Эмма бесцельно опустила взгляд в раздел десертов, не надеясь что-то там обнаружить. Брент приблизился достаточно тихо. Она почувствовала, что кто-то остановился за её плечом, никого другого в это время здесь быть не могло. Как раз в этот момент в самом низу меню отыскалась искомая строчка.

— Представляешь, — благоговейно прошептала Эмма. — Есть.

Прозвучало, как обрывок начатого разговора. К голове Эммы приблизилась другая голова и замерла в дюйме от щеки.

— Что? — таким же шепотом спросил Брент.

— Мороженое.

Эмма чуть повернулась, чтобы посмотреть в лицо мужчины: он со сдвинутыми бровями изучал лист за стеклом. Его голова почти лежала на плече Эммы, но всё-таки не касалась его.

— У них даже хот-доги есть, — Брент вытянул руку и ткнул пальцем в одну из строчек. — Очень аутентично, как раз для Белтейна.

— Конечно, — Эмма проследила за пальцем. — Любимое блюдо древних кельтов.

Брент коротко хмыкнул. Взгляд переместился ниже, туда, куда только что смотрела сама Эмма.

— Ты только посмотри, — с притворным удивлением пробормотал Рейнер. — Нам даже есть из чего выбрать. Пломбир или шоколадная крошка?
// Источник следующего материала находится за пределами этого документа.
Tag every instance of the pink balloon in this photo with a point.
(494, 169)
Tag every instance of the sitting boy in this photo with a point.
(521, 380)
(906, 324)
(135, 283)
Этот глупый разговор можно было бы продолжать еще долго. С Брентом как-то очень просто удавалось найти общий язык, он мгновенно подхватывал тему и начинал развивать её, несмотря на абсурдность.

— Древние кельты знали всё о шоколадной крошке, — заговорщицки шепнула Эмма.

— Чего-то хотели? — внезапно спросил почти детский голос с ярким северным выговором.

Они одновременно перевели взгляды левее и чуть выше. В окошко кассы высунулась рыжая голова с густой чёлкой, две косички маятниками свесились вниз. Совсем юное лицо; карие глаза с любопытством смотрели на посетителей. «Абу-Даби» в колонках фургона смешалась с далёкой волынкой на поляне, создавая новый жанр.

Эмма опомнилась первой.

— Два мороженых с шоколадной крошкой.

Рыжая голова отрицательно мотнулась.

— Разобрали.

— В смысле? — светлые брови Брента немного дёрнулись.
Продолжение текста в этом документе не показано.